Chapter 5 describes a further study on the differentiation and recruitment of osteoclasts between 6 and 120 hours of experimental tooth movement in rats. Here, ED1 is used as a marker for osteoclasts and their potential precursors (macrophage-lineage cells). Matrix metalloproteinase 9 (MMP9) was used as a marker for migrating osteoclasts and their precursors. The upper three molars of Wistar rats at one side were moved mesially, using NiTi coil springs of 10 cN. The contralateral sides served as controls. After force application, the number of osteoclasts first increased in the bone marrow. At compression areas, the number of potential osteoclast precursors first decreased, followed by an increase of the aforementioned cells and migrating osteoclasts. At tension areas, the pre-existing osteoclasts disappeared rapidly while the number of potential osteoclast precursors remained stable. It confirmed the conclusion of chapter 4 with a different animal model that force application induces osteoclast differentiation first within the bone marrow. These osteoclasts migrate subsequently into the compressed PDL.
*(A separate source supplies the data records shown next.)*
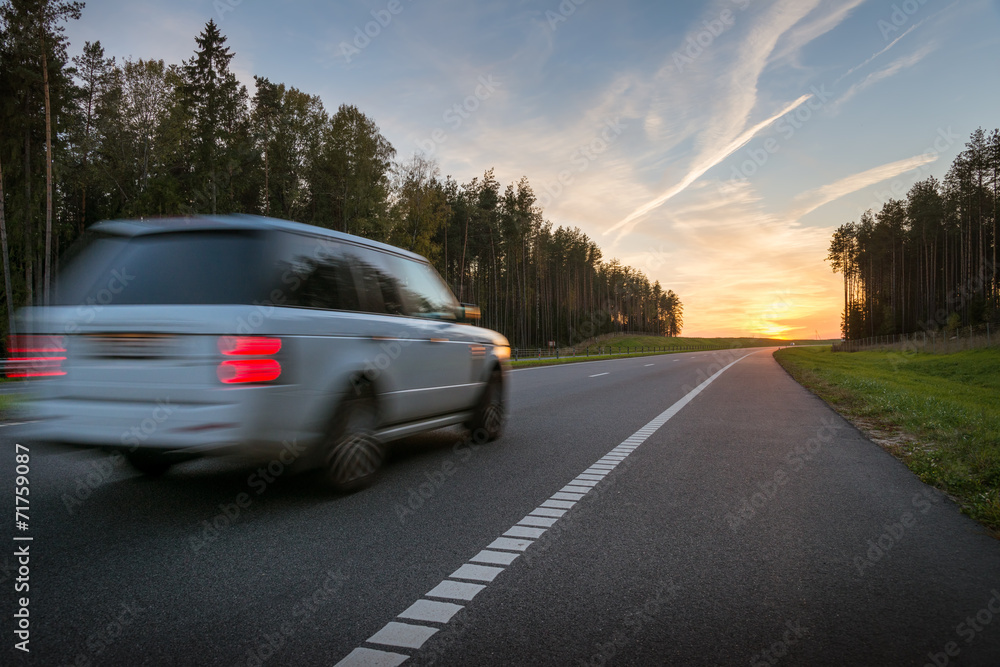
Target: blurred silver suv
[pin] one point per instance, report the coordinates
(169, 339)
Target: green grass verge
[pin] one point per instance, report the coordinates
(591, 350)
(939, 414)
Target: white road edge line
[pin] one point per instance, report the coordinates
(413, 636)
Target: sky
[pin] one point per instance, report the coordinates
(713, 145)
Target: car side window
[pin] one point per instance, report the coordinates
(423, 291)
(319, 276)
(377, 283)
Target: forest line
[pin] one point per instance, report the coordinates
(927, 262)
(89, 138)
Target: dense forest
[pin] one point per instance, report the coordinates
(87, 138)
(929, 262)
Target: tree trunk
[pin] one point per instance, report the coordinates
(6, 262)
(48, 175)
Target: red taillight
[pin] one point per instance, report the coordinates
(253, 366)
(36, 356)
(249, 346)
(240, 371)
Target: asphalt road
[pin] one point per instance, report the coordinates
(750, 526)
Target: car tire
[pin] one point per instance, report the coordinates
(491, 412)
(150, 464)
(353, 454)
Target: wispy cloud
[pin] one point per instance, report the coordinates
(892, 69)
(706, 163)
(734, 84)
(879, 53)
(812, 200)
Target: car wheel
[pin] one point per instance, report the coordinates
(150, 464)
(353, 454)
(488, 419)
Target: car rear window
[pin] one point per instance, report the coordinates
(200, 267)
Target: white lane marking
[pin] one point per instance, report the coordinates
(558, 504)
(525, 531)
(476, 572)
(540, 521)
(366, 657)
(432, 611)
(414, 636)
(455, 590)
(402, 634)
(508, 544)
(495, 557)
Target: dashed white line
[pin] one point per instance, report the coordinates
(455, 590)
(431, 611)
(403, 635)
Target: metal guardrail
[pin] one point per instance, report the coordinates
(934, 342)
(529, 353)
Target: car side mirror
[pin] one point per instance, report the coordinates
(470, 313)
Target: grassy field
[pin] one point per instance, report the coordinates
(637, 346)
(939, 414)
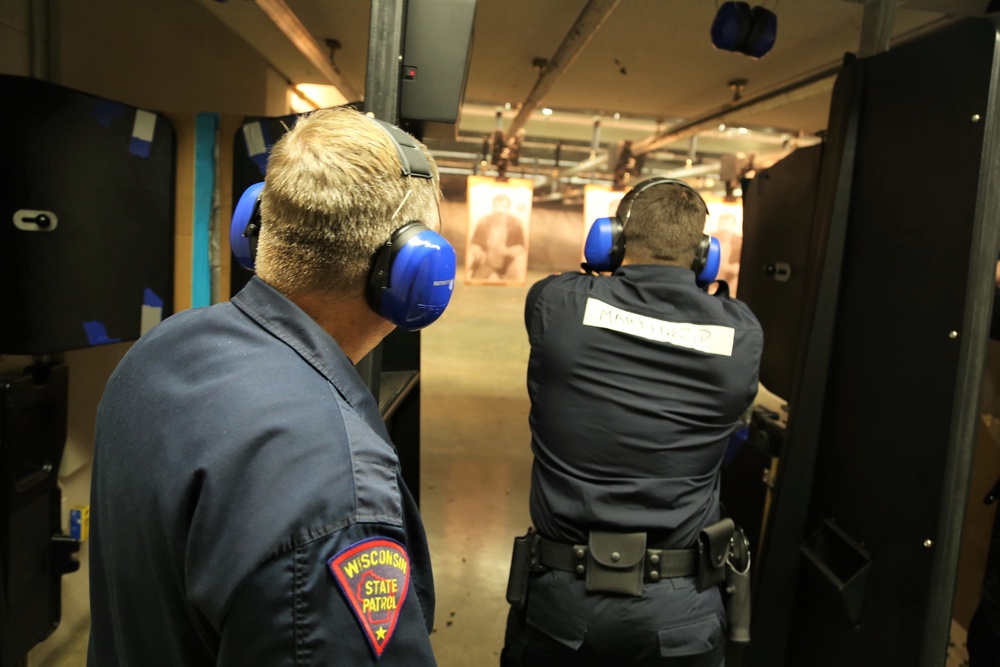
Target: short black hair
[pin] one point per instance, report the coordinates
(666, 225)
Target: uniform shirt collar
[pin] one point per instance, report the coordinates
(273, 311)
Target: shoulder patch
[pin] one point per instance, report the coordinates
(374, 576)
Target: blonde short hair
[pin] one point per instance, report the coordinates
(333, 185)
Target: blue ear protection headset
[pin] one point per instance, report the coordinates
(604, 249)
(740, 28)
(413, 274)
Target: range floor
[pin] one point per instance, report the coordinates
(475, 471)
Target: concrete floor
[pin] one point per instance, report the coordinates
(475, 472)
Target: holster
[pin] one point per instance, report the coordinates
(523, 561)
(615, 562)
(713, 549)
(737, 589)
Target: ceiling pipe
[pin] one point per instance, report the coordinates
(809, 86)
(587, 24)
(319, 57)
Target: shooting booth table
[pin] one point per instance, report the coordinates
(873, 278)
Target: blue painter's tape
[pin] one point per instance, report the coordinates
(150, 299)
(96, 333)
(142, 133)
(256, 136)
(107, 110)
(206, 132)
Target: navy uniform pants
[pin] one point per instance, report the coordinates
(672, 625)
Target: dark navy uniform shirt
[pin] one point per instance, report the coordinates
(636, 382)
(247, 502)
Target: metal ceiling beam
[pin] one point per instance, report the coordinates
(809, 86)
(876, 27)
(587, 24)
(319, 57)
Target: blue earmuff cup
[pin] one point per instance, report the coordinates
(242, 216)
(421, 281)
(712, 263)
(597, 248)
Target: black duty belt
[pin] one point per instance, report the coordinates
(659, 563)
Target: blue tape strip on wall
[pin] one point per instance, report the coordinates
(206, 131)
(97, 334)
(142, 133)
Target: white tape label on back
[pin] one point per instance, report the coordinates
(708, 338)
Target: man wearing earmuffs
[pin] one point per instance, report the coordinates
(248, 506)
(637, 377)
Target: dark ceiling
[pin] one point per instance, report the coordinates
(639, 68)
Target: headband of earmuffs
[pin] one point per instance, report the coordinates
(604, 248)
(413, 274)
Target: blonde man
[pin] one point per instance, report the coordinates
(247, 503)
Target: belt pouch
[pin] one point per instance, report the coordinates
(615, 562)
(713, 547)
(522, 561)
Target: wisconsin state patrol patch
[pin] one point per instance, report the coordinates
(374, 575)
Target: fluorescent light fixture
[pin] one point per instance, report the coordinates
(289, 24)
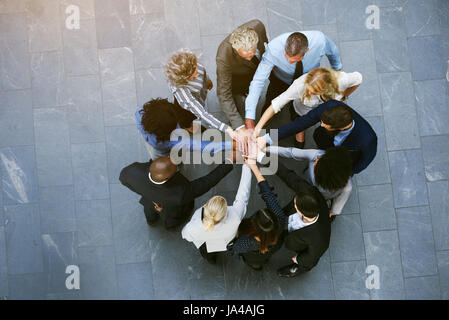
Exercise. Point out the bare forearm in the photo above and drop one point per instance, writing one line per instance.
(256, 172)
(267, 115)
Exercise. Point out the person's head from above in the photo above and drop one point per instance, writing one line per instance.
(322, 82)
(159, 118)
(244, 40)
(333, 169)
(337, 118)
(262, 226)
(214, 211)
(306, 205)
(296, 47)
(181, 67)
(162, 169)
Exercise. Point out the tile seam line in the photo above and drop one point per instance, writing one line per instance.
(100, 73)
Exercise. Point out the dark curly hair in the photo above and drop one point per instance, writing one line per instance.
(263, 224)
(159, 118)
(333, 169)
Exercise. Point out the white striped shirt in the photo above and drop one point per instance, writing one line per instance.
(192, 97)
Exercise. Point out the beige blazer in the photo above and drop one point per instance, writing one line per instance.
(234, 74)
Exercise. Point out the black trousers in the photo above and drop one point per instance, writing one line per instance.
(257, 258)
(275, 88)
(325, 141)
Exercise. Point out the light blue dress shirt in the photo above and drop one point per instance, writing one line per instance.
(339, 138)
(274, 59)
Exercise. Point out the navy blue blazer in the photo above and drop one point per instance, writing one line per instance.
(362, 138)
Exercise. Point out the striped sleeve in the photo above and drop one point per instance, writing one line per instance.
(188, 102)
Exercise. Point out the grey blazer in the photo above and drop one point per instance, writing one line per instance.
(234, 74)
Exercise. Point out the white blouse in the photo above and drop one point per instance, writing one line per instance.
(226, 230)
(296, 90)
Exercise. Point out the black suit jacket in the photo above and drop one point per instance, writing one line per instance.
(362, 139)
(312, 241)
(176, 196)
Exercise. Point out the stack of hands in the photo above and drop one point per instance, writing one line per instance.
(248, 144)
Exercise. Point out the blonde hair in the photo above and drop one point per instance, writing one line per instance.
(214, 211)
(180, 67)
(322, 81)
(244, 38)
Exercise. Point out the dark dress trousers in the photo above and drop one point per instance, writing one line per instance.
(361, 142)
(176, 196)
(234, 74)
(312, 241)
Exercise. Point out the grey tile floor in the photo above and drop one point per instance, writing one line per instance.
(67, 101)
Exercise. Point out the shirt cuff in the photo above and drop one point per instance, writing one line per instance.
(250, 114)
(260, 156)
(275, 105)
(268, 138)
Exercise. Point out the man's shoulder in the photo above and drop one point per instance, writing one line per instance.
(224, 51)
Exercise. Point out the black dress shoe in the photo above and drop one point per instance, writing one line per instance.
(299, 145)
(289, 271)
(255, 267)
(152, 223)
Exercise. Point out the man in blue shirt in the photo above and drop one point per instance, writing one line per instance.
(286, 58)
(340, 126)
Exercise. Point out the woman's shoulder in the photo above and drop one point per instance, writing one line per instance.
(348, 77)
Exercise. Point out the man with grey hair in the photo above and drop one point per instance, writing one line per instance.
(286, 58)
(237, 59)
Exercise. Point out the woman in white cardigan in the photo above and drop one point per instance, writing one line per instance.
(330, 171)
(311, 90)
(215, 224)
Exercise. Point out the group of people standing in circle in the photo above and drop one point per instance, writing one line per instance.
(345, 145)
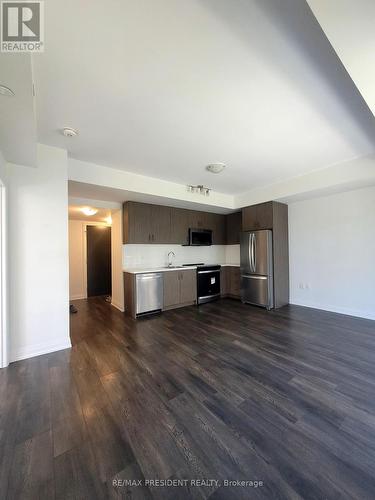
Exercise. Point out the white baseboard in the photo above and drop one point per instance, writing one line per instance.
(78, 297)
(339, 310)
(117, 307)
(39, 349)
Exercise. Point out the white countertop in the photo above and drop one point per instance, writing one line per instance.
(141, 270)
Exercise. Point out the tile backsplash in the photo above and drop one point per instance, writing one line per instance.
(157, 255)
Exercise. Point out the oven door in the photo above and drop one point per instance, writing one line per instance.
(208, 282)
(200, 237)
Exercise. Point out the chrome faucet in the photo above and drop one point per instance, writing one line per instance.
(170, 257)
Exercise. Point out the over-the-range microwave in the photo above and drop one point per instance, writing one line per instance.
(200, 237)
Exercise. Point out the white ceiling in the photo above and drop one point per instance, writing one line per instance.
(349, 25)
(102, 214)
(81, 190)
(17, 119)
(164, 88)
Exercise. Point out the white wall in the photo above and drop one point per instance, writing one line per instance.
(332, 252)
(4, 281)
(77, 262)
(137, 256)
(117, 274)
(38, 241)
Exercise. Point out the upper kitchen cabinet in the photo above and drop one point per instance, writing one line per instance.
(258, 217)
(144, 223)
(181, 220)
(233, 228)
(217, 223)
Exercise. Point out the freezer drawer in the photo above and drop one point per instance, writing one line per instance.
(149, 293)
(257, 290)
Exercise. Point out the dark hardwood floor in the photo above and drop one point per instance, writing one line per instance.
(221, 392)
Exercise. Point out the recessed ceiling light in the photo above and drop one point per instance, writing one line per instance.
(215, 168)
(6, 91)
(69, 132)
(89, 211)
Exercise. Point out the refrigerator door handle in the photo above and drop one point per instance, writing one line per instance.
(254, 277)
(254, 254)
(249, 249)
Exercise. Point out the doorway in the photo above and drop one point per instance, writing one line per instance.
(99, 267)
Chapter 6 describes a study on eNOS and iNOS expression in osteocytes during orthodontic force application. Osteocytes are mechanosensitive and essential for bone remodeling. During mechanotransduction, they translate canalicular flow into cellular signals which can recruit osteoclasts and osteoblasts. Nitric oxide, an important regulator of bone remodeling, is produced by osteocytes through the activity of constitutively expressed endothelial nitric oxide synthase (eNOS) or inducible nitric oxide synthase (iNOS). We hypothesized that these enzymes regulate the tissue response to orthodontic force. The upper rat molars were moved mesially by NiTi coil springs (10 cN, 6-120 hrs) in a split-mouth design. Immunohistochemical staining revealed that, in the tension area, eNOS-positive osteocytes increased from 24 hrs on, while iNOS-positive osteocytes remained largely constant. In the compression area, iNOS-positive osteocytes increased after 6 hrs, while eNOS-positive osteocytes increased after 24 hrs. This suggests that eNOS mediates bone formation in the tension area, while iNOS mediates inflammation-induced bone resorption in the compression area. Both eNOS and iNOS seem to be important regulators of bone remodeling during orthodontic force application.

Chapter 7 is the general discussion. The background of the topic selection of this thesis was elucidated. The results from the different studies were related. Suggestions for future orthodontic research were proposed.